We don't really "do" Halloween tbh.
However, I have bought some cake decs and bright green frosting (!) and also got some coloured hair spray and glow sticks for the dc from aldi...very bargainous!! :)
I got the skirt off e bay...£20 though :( mind you, it was prob over £100 new and has only been worn once!
I figure I can use it for the party and sell on :)

andsmile · 27/10/2014 11:28

ooooh coloured hairspray - I wants - I love dressing the kids up full face paint the lot!! LOL Go Badvoc creating memories.

Good buy - Im lazy I really need to sort ebay and carboot stuff out.

Badvoc123 · 27/10/2014 11:31

We are also lucky as my pils do a tea and bonfire and a few fireworks for bonfire night so I just need to take along a pudding...I might make a crumble.
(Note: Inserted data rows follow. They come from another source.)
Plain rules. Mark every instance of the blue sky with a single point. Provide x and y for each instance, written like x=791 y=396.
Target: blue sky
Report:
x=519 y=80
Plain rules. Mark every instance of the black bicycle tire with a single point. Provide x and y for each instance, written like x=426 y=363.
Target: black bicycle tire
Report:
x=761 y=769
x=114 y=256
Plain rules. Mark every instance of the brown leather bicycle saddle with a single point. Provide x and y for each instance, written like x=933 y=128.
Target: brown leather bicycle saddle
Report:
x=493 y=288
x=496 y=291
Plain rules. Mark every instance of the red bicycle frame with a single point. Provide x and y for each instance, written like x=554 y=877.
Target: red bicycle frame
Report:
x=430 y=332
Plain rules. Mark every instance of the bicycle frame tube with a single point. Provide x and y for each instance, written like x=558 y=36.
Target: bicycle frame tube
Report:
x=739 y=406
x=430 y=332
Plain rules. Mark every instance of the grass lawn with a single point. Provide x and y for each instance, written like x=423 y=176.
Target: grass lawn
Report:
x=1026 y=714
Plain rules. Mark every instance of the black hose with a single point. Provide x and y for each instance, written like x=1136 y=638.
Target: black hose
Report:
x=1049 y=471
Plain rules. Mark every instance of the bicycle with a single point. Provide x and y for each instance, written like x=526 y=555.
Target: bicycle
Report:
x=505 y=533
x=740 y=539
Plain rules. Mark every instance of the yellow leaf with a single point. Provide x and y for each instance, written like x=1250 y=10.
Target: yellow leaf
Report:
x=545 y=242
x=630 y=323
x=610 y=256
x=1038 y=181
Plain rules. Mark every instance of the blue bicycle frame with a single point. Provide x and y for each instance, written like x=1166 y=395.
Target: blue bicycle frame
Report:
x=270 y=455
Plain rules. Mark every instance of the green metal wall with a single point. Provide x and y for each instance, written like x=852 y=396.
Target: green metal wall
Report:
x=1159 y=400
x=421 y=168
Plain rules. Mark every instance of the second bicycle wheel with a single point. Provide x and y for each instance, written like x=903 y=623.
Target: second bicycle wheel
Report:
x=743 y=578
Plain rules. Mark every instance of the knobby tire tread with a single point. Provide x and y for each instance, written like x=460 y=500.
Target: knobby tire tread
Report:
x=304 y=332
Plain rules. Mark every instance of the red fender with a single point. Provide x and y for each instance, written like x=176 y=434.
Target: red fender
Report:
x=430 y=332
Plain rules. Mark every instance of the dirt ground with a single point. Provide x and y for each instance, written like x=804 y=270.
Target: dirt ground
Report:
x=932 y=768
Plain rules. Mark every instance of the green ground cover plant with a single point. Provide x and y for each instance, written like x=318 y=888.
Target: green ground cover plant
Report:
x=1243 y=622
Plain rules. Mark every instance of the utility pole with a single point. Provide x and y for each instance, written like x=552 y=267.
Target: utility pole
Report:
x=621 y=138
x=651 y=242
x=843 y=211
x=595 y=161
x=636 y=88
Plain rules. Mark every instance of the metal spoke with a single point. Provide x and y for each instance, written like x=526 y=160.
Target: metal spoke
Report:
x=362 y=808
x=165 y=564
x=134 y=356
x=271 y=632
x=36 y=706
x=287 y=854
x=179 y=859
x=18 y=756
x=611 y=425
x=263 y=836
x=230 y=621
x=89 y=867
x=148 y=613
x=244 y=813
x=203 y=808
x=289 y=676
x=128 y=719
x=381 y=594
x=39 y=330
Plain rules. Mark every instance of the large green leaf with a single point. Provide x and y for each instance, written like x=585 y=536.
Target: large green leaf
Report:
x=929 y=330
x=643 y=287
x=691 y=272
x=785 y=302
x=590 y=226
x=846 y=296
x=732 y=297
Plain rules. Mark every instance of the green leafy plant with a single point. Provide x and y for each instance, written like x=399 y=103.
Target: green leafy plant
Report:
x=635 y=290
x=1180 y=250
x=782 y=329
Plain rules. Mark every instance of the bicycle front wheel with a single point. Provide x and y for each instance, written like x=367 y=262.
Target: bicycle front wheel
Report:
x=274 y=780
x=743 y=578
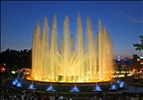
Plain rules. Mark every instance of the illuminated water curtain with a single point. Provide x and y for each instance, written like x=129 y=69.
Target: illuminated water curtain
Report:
x=71 y=60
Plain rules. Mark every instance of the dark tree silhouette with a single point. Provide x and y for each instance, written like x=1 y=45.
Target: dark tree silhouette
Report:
x=139 y=46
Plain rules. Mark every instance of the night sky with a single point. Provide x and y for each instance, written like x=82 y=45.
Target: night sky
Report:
x=124 y=21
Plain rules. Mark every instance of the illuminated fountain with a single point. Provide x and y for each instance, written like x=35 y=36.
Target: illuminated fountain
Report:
x=69 y=61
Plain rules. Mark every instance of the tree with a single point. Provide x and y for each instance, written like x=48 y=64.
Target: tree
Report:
x=139 y=46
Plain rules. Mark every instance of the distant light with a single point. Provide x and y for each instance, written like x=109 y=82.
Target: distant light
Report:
x=75 y=89
x=13 y=72
x=121 y=84
x=18 y=84
x=113 y=87
x=14 y=82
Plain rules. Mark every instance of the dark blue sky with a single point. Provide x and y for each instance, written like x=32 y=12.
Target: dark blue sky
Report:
x=124 y=21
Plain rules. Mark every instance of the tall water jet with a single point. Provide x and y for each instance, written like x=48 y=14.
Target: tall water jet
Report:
x=70 y=62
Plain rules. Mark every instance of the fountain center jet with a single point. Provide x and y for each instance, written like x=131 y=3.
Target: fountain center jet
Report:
x=71 y=61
Nice and cheap :)
I am hoping to get back into my voluntary work.
I get bored at home.
There is only so much cleaning you can do!
And I refuse to take on more debt and carry on my OU degree.

Battenburg1978 · 27/10/2014 11:43

Thanks andsmile The step-parent board has been a godsend to know that I'm not alone in finding it tough sometimes! I've done the snowball calculator and will fling every extra bit I can at it to reduce the interest.
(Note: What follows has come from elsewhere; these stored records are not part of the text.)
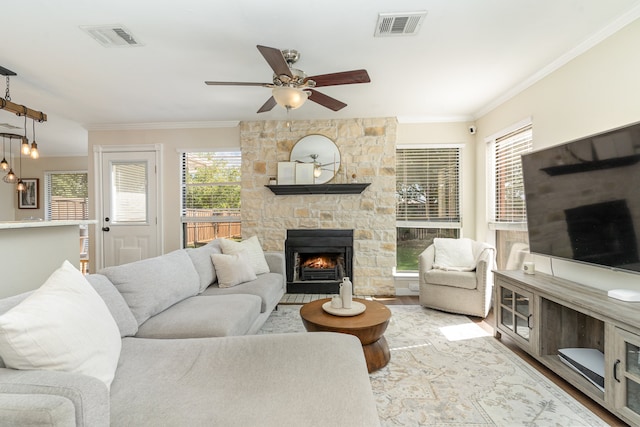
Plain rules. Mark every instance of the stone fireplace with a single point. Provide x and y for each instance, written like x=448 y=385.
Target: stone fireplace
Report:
x=368 y=150
x=317 y=260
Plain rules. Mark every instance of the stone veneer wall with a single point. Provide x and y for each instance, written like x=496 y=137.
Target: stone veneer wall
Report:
x=367 y=147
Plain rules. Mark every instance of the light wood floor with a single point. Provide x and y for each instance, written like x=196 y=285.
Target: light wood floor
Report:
x=487 y=324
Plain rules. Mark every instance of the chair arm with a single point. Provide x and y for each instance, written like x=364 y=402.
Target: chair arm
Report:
x=425 y=261
x=88 y=395
x=36 y=410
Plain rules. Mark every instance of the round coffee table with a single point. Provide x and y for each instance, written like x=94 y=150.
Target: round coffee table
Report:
x=369 y=327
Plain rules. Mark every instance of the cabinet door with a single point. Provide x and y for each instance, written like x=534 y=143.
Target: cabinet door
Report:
x=626 y=374
x=515 y=312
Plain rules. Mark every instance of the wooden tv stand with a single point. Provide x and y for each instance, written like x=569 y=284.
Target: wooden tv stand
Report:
x=542 y=314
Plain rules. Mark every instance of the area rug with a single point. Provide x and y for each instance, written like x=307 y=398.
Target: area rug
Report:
x=447 y=371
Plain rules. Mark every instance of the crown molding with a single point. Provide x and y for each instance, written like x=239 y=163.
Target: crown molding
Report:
x=587 y=44
x=167 y=125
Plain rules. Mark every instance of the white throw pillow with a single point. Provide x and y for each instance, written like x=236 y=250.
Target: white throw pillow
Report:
x=62 y=326
x=232 y=269
x=253 y=249
x=454 y=254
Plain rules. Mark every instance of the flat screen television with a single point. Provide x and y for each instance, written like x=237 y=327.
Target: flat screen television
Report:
x=583 y=199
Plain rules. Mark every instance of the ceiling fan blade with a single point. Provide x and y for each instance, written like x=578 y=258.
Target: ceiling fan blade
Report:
x=268 y=106
x=343 y=78
x=326 y=101
x=238 y=84
x=276 y=60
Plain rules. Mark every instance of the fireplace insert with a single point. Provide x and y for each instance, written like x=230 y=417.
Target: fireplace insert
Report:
x=317 y=260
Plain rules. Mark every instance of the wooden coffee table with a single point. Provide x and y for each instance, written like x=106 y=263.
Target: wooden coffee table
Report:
x=369 y=327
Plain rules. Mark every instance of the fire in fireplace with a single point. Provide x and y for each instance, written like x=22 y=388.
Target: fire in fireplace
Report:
x=317 y=260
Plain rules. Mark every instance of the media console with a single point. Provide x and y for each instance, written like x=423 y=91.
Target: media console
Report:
x=550 y=318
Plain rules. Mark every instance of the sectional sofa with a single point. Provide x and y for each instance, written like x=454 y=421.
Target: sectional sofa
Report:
x=182 y=352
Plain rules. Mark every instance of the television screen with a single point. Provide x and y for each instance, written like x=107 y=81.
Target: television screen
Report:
x=583 y=199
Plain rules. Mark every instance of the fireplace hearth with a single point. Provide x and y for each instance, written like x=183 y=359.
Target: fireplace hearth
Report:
x=317 y=260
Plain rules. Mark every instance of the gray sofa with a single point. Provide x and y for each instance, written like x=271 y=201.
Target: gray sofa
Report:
x=188 y=358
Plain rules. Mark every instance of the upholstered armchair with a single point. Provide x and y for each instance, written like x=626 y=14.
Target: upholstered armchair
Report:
x=456 y=276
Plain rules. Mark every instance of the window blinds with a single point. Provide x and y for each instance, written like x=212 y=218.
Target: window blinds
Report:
x=211 y=185
x=509 y=204
x=427 y=184
x=66 y=196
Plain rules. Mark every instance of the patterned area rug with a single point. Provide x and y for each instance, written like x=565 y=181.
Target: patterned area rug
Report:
x=447 y=371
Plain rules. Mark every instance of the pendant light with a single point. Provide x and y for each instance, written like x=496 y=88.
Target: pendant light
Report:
x=10 y=178
x=4 y=164
x=20 y=187
x=34 y=146
x=24 y=148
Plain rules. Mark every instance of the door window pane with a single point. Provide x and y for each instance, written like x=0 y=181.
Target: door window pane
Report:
x=129 y=192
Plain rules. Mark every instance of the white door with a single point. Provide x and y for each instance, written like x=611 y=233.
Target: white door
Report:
x=129 y=207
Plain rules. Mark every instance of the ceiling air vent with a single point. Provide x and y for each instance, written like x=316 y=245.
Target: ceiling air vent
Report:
x=112 y=35
x=399 y=24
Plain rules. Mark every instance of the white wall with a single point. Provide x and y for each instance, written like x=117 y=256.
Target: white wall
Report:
x=597 y=91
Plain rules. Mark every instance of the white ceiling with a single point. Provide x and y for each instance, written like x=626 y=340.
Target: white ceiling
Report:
x=468 y=56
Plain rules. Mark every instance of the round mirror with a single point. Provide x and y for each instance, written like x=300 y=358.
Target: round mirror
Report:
x=321 y=154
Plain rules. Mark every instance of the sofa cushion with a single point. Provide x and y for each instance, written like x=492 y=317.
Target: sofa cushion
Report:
x=116 y=304
x=233 y=269
x=454 y=254
x=254 y=252
x=296 y=379
x=269 y=287
x=152 y=285
x=201 y=258
x=62 y=326
x=203 y=317
x=455 y=279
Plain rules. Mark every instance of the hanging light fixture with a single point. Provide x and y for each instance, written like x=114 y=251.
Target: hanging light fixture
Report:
x=24 y=148
x=4 y=164
x=10 y=178
x=34 y=146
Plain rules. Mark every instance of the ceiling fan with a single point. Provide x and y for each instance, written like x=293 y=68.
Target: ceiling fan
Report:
x=292 y=87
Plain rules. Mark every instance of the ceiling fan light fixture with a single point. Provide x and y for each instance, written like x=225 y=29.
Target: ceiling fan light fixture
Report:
x=289 y=97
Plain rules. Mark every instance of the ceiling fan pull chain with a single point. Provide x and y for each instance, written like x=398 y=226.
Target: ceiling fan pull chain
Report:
x=7 y=95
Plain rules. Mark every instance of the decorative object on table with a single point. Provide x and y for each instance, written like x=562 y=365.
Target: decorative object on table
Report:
x=304 y=173
x=346 y=292
x=336 y=302
x=286 y=173
x=28 y=198
x=321 y=153
x=356 y=308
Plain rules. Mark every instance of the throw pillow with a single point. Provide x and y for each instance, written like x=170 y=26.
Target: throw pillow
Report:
x=254 y=252
x=454 y=254
x=62 y=326
x=232 y=269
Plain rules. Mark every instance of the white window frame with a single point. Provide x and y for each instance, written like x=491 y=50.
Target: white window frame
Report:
x=47 y=190
x=491 y=177
x=204 y=219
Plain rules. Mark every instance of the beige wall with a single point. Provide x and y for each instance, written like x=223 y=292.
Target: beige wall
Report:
x=594 y=92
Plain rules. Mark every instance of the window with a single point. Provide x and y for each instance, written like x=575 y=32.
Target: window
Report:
x=427 y=199
x=210 y=196
x=66 y=195
x=508 y=214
Badvoc, your hallowe'en plans sound great! I might get some green food colouring for a cheap halloween bake.

Kinky, great work on the charity drop off. I've a bag at home waiting to go too. Will get to that on Saturday. Nocuts, some of my credit card bill is joint holiday spends and days out etc too. DP is totally on board with saving but I need to stop getting the card out so easily. In fact I need to just take them out of my purse and leave them at home Shock Does anybody else do this? Can't believe I've not thought to do this before.
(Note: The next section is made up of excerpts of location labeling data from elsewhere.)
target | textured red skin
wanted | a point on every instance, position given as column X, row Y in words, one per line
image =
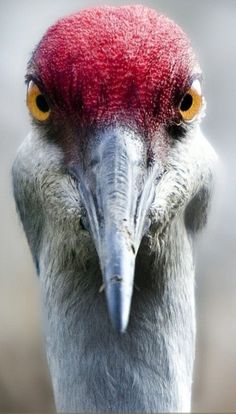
column 127, row 64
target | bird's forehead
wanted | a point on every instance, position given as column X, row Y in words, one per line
column 108, row 60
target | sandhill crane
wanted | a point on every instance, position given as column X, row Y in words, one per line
column 111, row 186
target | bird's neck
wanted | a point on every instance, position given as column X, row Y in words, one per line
column 147, row 369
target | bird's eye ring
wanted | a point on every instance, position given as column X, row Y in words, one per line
column 191, row 102
column 37, row 103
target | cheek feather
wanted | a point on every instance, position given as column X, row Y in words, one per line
column 127, row 63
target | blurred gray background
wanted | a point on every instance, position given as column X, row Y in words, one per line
column 24, row 380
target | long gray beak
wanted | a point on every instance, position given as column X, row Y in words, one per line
column 117, row 190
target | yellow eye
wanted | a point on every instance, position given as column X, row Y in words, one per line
column 37, row 103
column 192, row 102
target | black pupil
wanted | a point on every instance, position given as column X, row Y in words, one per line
column 186, row 102
column 42, row 103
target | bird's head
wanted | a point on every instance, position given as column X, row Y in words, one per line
column 114, row 88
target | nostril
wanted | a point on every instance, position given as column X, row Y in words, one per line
column 116, row 279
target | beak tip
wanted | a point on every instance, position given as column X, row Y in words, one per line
column 119, row 306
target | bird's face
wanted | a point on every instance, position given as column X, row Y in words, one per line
column 114, row 88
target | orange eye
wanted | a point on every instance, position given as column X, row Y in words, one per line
column 37, row 103
column 191, row 103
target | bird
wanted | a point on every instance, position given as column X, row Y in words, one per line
column 112, row 185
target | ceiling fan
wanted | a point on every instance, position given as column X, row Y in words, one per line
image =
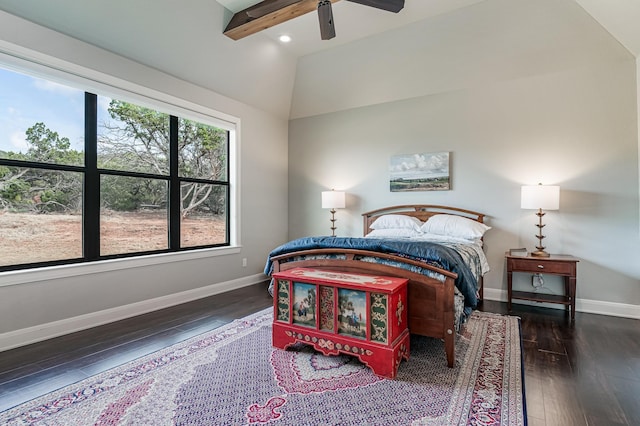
column 269, row 13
TalkinPeace · 27/10/2014 11:46

Hi All, I'm back in the UK (was visiting family for a couple of days)

Trainers
Ignore the parental snipping.
When DH and I rented our first house, DM came to visit and said
"its nice to see you keep your house as messy as you kept mine"
a week later we came home from work to find a vacuum cleaner on the doorstep Hmm
we did not invite her round again till several houses later.

nocuttsnobutts
Your DH will have to undergo a huge mindset change on debt and only he can do it.
You can nudge but he has to 'internalise' the change.
What might help is plugging his credit card debt into the spreadsheet (linked in the OP) and then printing it out - it will run to enough paper to go the length of your stairs.
THAT should open his eyes to the problem.

battenburg
All are welcome on these threads.
At my other haunt (the 5:2 threads) the two lead posters are a 70+ year old grandad and a late 50s lady with no kids.
Its about support not whether you happen to be a mum. Grin

badvoc
I like the sound of your halloween. Nice and mellow.

OP posts:
Badvoc123 · 27/10/2014 11:53

Battenburg...aldi had some really cheap Halloween stuff in if there is one near you?
Hope you had a good time TIP.
Dc will be at their gps on Friday so I will even get away with trick or treating this year :)
I shall shut the curtains and eat all the sweets myself
Welcome to all the new posters.
It really is a case of altering your whole mindset. At least it is for me. Doesn't happen overnight.
But - we will get there! :)
And I can already sense changes in my thought processes about spending.
Progress :)

carriewintermeadow · 27/10/2014 12:13

Sorry for not replying sooner, I dropped off thread. Thank you all for the advice. Not sure if there is funding available .. TiP is helping me look into it. Smile

TalkinPeace · 27/10/2014 12:26

Carrie : you have mail Wink

OP posts:
andsmile · 27/10/2014 12:56

Badvoc - what degree are you doing with OU - Im on transission fees and have to finish by 2017 - Bsc Pyschology. - It the £110 D/D per month I really don't mind paying. I have just found some voluntry work as a befriender for families struggling with AND/PND for a local charity.

Badvoc123 · 27/10/2014 13:05

Started a history degree before I had ds2 and the implementation of tuition fees.
I completed 3 courses.
I just cannot afford to pay monthly, or outright so it would have to be a student loan.
I even went as far as applying but chickened out.
I just cannot take on any more debt.